Indications for resuscitative thoracotomy  (Rabinowici et al, 2014)

  • The patient is in cardiac arrest
  • The cause is  penetrating chest trauma. Evidence is strongest for penetrating cardiac trauma, where the survival rate is apparently 40% ( JACS, 2001). People also do this for blunt trauma, but the survival there is about 2%.
  • Arrest is after arrival to hospital, or shortly before. The "down-time" should be less than 10 minutes for blunt trauma and less than 15 minutes for penetrating trauma.
  • There is suspicion that reversible pathology is present in the chest, which includes cardiac tamponade or injury to the greater vessels. The college answer to Question 10 from the first paper of 2016 mentions that the immediate loss of 1500ml of blood from the chest drain is an "accepted indication" to crack the chest.
  • There is sufficient surgical expertise available to carry on with a more formal damage control surgery after the patient is stabilised (otherwise, there is no point opening the chest)

Contraindications for resuscitative thoracotomy

  • No signs of life witnessed in the pre-hospital setting
  • Prolonged pre-hospital CPR
  • Asystole on presentation, and no cardiac tamponade
  • Massive extrathoracic injuries which may be unsurvivable

Arguments against resuscitative thoracotomy

  • "indiscriminate use... renders it a low-yield and high-cost procedure" - Burlew et al, 2012
  • There is no satisfactory definition for exactly how dead you need to be in order to warrant this approach, and most studies uses lay terms such as "no signs of life" or "moribund".
  • Indications are vague and not supported by high levels of evidence
  • Use of this procedure gives rise to "turf wars" over whose job it is to perform it: ED, surgery, ICU?
  • There are no high quality follow up studies, and it is unknown whether there really is a major long term neurological cost to this procedure. In the study mentioned above ( Keller et al, 2013) only 37 of 448 resucitative thoracotomy recipients had survived, and only 21 of these were interviewed.

References

Morrison, Jonathan J., et al. "Resuscitative thoracotomy following wartime injury." Journal of Trauma and Acute Care Surgery 74.3 (2013): 825-829.

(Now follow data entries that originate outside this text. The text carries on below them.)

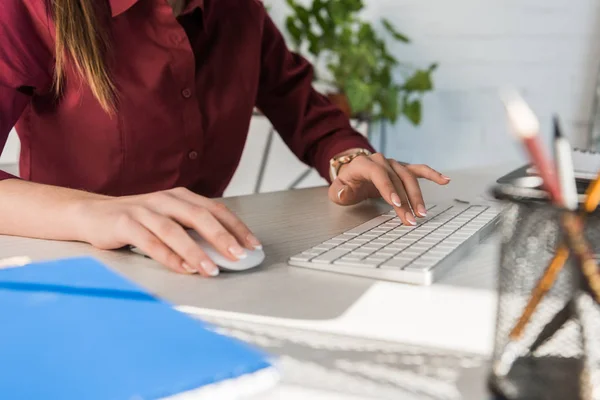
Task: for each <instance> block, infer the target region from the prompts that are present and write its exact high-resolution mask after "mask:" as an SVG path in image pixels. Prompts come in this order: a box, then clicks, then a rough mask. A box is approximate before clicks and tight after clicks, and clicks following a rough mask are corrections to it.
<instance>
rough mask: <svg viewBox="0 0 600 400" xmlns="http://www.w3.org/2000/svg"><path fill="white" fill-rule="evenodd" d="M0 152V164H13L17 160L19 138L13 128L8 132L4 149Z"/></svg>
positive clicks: (17, 154)
mask: <svg viewBox="0 0 600 400" xmlns="http://www.w3.org/2000/svg"><path fill="white" fill-rule="evenodd" d="M0 153H1V155H0V164H14V163H16V162H18V161H19V138H18V137H17V132H16V131H15V130H14V129H13V130H12V131H11V132H10V135H9V136H8V140H7V142H6V145H5V146H4V150H3V151H0Z"/></svg>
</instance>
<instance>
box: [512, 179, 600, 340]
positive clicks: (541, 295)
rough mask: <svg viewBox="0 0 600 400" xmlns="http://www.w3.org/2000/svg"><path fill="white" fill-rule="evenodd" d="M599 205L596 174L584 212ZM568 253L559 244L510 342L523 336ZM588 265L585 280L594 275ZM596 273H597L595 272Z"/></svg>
mask: <svg viewBox="0 0 600 400" xmlns="http://www.w3.org/2000/svg"><path fill="white" fill-rule="evenodd" d="M599 203H600V173H599V174H598V176H597V177H596V179H595V180H594V181H593V182H592V183H591V184H590V186H588V188H587V190H586V194H585V203H584V211H585V212H586V213H592V212H594V211H595V210H596V208H597V207H598V204H599ZM569 253H570V251H569V248H568V247H567V246H566V245H565V244H561V245H560V247H559V248H558V250H557V251H556V254H555V256H554V258H553V259H552V261H550V264H549V265H548V267H547V268H546V270H545V271H544V274H543V275H542V277H541V278H540V280H539V281H538V283H537V285H536V286H535V288H534V289H533V292H532V294H531V297H530V299H529V302H528V303H527V306H526V307H525V310H524V311H523V314H522V315H521V317H520V318H519V320H518V321H517V324H516V325H515V327H514V328H513V329H512V330H511V332H510V335H509V336H510V338H511V339H512V340H517V339H519V338H520V337H521V335H522V334H523V331H524V329H525V326H527V323H528V322H529V320H530V319H531V316H532V315H533V313H534V312H535V309H536V308H537V306H538V304H539V303H540V302H541V301H542V299H543V298H544V296H545V295H546V293H547V292H548V291H549V290H550V288H551V287H552V285H553V284H554V282H555V281H556V277H557V276H558V273H559V272H560V271H561V270H562V268H563V266H564V265H565V263H566V262H567V259H568V258H569ZM590 265H591V264H590V263H589V262H588V264H587V268H586V270H585V271H584V274H586V271H587V275H586V278H588V276H593V275H594V271H592V270H591V268H590ZM594 270H596V262H595V260H594ZM596 273H597V271H596ZM588 279H589V278H588Z"/></svg>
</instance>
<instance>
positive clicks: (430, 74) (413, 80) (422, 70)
mask: <svg viewBox="0 0 600 400" xmlns="http://www.w3.org/2000/svg"><path fill="white" fill-rule="evenodd" d="M403 88H404V90H406V91H409V92H426V91H429V90H432V89H433V82H432V81H431V71H430V70H421V69H420V70H417V71H416V72H415V73H414V75H413V76H411V77H410V78H408V79H407V80H406V82H404V86H403Z"/></svg>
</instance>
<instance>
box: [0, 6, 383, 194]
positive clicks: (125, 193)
mask: <svg viewBox="0 0 600 400" xmlns="http://www.w3.org/2000/svg"><path fill="white" fill-rule="evenodd" d="M46 3H47V2H46V1H42V0H2V1H0V148H1V147H2V146H3V145H4V142H5V140H6V137H7V135H8V133H9V131H10V130H11V128H12V127H13V125H16V129H17V133H18V135H19V137H20V139H21V143H22V149H21V155H20V171H21V177H22V178H23V179H27V180H31V181H34V182H40V183H46V184H52V185H58V186H64V187H71V188H77V189H85V190H88V191H92V192H96V193H103V194H109V195H127V194H137V193H147V192H151V191H157V190H164V189H169V188H173V187H176V186H184V187H187V188H189V189H191V190H193V191H195V192H196V193H199V194H202V195H205V196H211V197H215V196H220V195H221V194H222V193H223V191H224V189H225V188H226V186H227V184H228V183H229V181H230V179H231V177H232V175H233V173H234V171H235V169H236V167H237V166H238V163H239V160H240V157H241V154H242V150H243V148H244V143H245V141H246V137H247V134H248V128H249V124H250V118H251V116H252V112H253V109H254V108H255V106H256V107H258V108H259V109H260V110H261V111H262V112H263V113H264V114H265V115H266V116H267V117H268V118H269V119H270V120H271V122H272V123H273V125H274V127H275V128H276V129H277V131H278V132H279V134H280V135H281V136H282V138H283V140H284V141H285V142H286V143H287V145H288V146H289V147H290V149H292V151H293V152H294V153H295V154H296V155H297V156H298V157H299V158H300V159H301V160H302V161H304V162H306V163H307V164H309V165H311V166H314V167H316V168H317V170H318V171H319V173H320V174H321V175H322V176H324V177H328V161H329V159H330V158H331V157H332V156H334V155H335V154H337V153H340V152H342V151H344V150H347V149H349V148H354V147H363V148H368V149H370V150H373V149H372V148H371V147H370V146H369V144H368V142H367V141H366V139H364V138H363V137H362V136H361V135H360V134H359V133H357V132H355V131H354V130H353V129H352V128H351V127H350V125H349V121H348V119H347V118H346V117H345V116H344V114H343V113H342V112H341V111H340V110H339V109H338V108H337V107H335V106H333V105H332V104H331V103H330V102H329V101H328V100H327V99H326V98H325V97H324V96H322V95H320V94H319V93H317V92H316V91H315V90H314V89H313V88H312V85H311V83H312V79H313V71H312V68H311V66H310V64H309V63H308V62H307V61H306V60H304V59H303V58H301V57H300V56H298V55H296V54H294V53H292V52H290V51H289V50H288V48H287V47H286V45H285V43H284V39H283V37H282V35H281V34H280V32H279V31H278V30H277V28H276V27H275V25H274V24H273V21H272V20H271V19H270V18H269V16H268V15H267V13H266V11H265V9H264V6H263V5H262V3H261V2H259V1H258V0H191V1H190V2H189V3H188V5H187V7H186V9H185V11H184V12H183V14H182V15H180V16H179V17H178V18H175V17H174V15H173V11H172V9H171V6H170V5H169V4H168V3H167V1H166V0H109V1H108V3H107V5H106V21H108V22H107V24H108V28H109V29H110V32H111V35H112V38H113V40H112V57H111V62H110V68H111V73H112V75H113V79H114V81H115V83H116V86H117V88H118V95H119V105H118V110H117V113H116V116H113V117H111V116H110V115H108V114H107V113H105V112H104V111H103V110H102V109H101V107H100V105H99V103H98V102H97V101H96V100H95V98H94V97H93V95H92V93H91V91H90V90H89V88H88V87H87V85H86V84H85V82H84V81H82V80H81V79H80V77H79V76H78V75H77V73H75V71H74V69H73V68H68V71H67V75H66V86H65V91H64V94H63V95H62V96H61V97H60V98H59V99H56V97H55V95H54V94H53V92H52V90H51V85H52V74H53V67H54V26H53V22H52V20H51V17H50V16H49V10H48V9H47V5H46ZM10 177H11V175H8V174H5V173H2V172H0V179H6V178H10Z"/></svg>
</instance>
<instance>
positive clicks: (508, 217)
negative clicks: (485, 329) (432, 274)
mask: <svg viewBox="0 0 600 400" xmlns="http://www.w3.org/2000/svg"><path fill="white" fill-rule="evenodd" d="M532 193H533V194H532ZM539 193H540V192H539V191H531V193H527V196H526V197H524V196H523V192H522V191H517V192H516V193H515V192H511V191H506V188H504V189H502V188H496V197H498V198H500V199H502V200H504V201H505V203H506V208H505V210H504V212H503V215H502V221H501V229H500V232H501V242H502V243H501V254H500V263H499V274H498V305H497V317H496V332H495V343H494V353H493V360H492V366H493V367H492V371H491V373H490V378H489V386H490V389H491V391H492V392H493V393H494V395H496V396H497V398H499V399H509V400H513V399H528V400H537V399H540V400H542V399H543V400H554V399H557V400H558V399H560V400H571V399H572V400H577V399H581V400H588V399H594V400H595V399H598V400H600V306H599V305H598V303H597V302H596V301H595V299H594V297H592V296H591V295H590V292H589V290H588V286H587V284H586V279H585V278H584V276H583V274H582V272H581V267H580V265H579V263H578V261H577V259H576V258H575V257H574V256H572V255H571V254H569V255H568V258H567V260H566V263H564V266H563V267H562V268H561V269H560V270H559V272H558V275H557V276H556V279H555V280H554V281H553V283H552V285H551V287H550V289H549V290H548V291H547V292H546V293H545V295H544V296H543V297H541V301H540V302H539V304H538V305H537V306H536V307H535V309H534V310H535V311H534V312H533V313H532V314H531V317H530V318H529V319H527V323H526V324H523V325H522V327H523V329H522V330H521V333H520V335H519V337H518V339H515V338H514V337H513V340H511V339H509V338H510V335H511V334H512V333H514V332H515V330H514V329H515V326H516V325H518V324H517V322H518V321H519V320H520V319H521V318H522V314H523V310H524V309H525V308H526V305H527V304H528V302H529V301H530V298H531V293H532V291H533V289H534V288H535V287H538V282H539V281H540V278H541V277H542V276H543V275H544V273H545V272H546V270H547V268H548V266H549V265H550V263H551V261H553V260H554V259H555V257H556V252H557V249H558V248H559V246H564V241H563V239H564V236H563V231H562V228H561V224H560V218H561V213H562V211H561V210H559V209H557V208H555V207H553V206H551V205H550V204H549V203H548V202H546V201H543V199H541V198H538V199H536V198H535V197H536V196H540V194H539ZM585 236H586V238H587V241H588V242H589V244H590V246H591V247H592V248H593V252H594V254H600V215H599V214H598V213H594V214H592V215H589V216H588V217H587V218H586V223H585ZM571 253H572V252H571ZM565 254H566V253H565ZM566 257H567V256H566V255H565V258H566ZM561 265H563V264H562V263H561Z"/></svg>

Burlew, Clay Cothren, et al. "Western Trauma Association critical decisions in trauma: resuscitative thoracotomy." Journal of Trauma and Acute Care Surgery 73.6 (2012): 1359-1363.

Ohrt-Nissen, S., et al. "Indication for resuscitative thoracotomy in thoracic injuries—Adherence to the ATLS guidelines. A forensic autopsy based evaluation." Injury 47.5 (2016): 1019-1024.

Rabinovici, Reuven, and N. Bugaev. "Resuscitative thoracotomy: an update." Scandinavian Journal of Surgery (2014): 1457496913514735.

CALS program manual: "Emergency Thoracotomy (Circulation Skills 4)"

Working Group, Ad Hoc Subcommittee on Outcomes. "Practice management guidelines for emergency department thoracotomy." Journal of the American College of Surgeons 193.3 (2001): 303-309.

Keller, Deborah, et al. "Life after near death: long-term outcomes of emergency department thoracotomy survivors." Journal of Trauma and Acute Care Surgery 74.5 (2013): 1315-1320.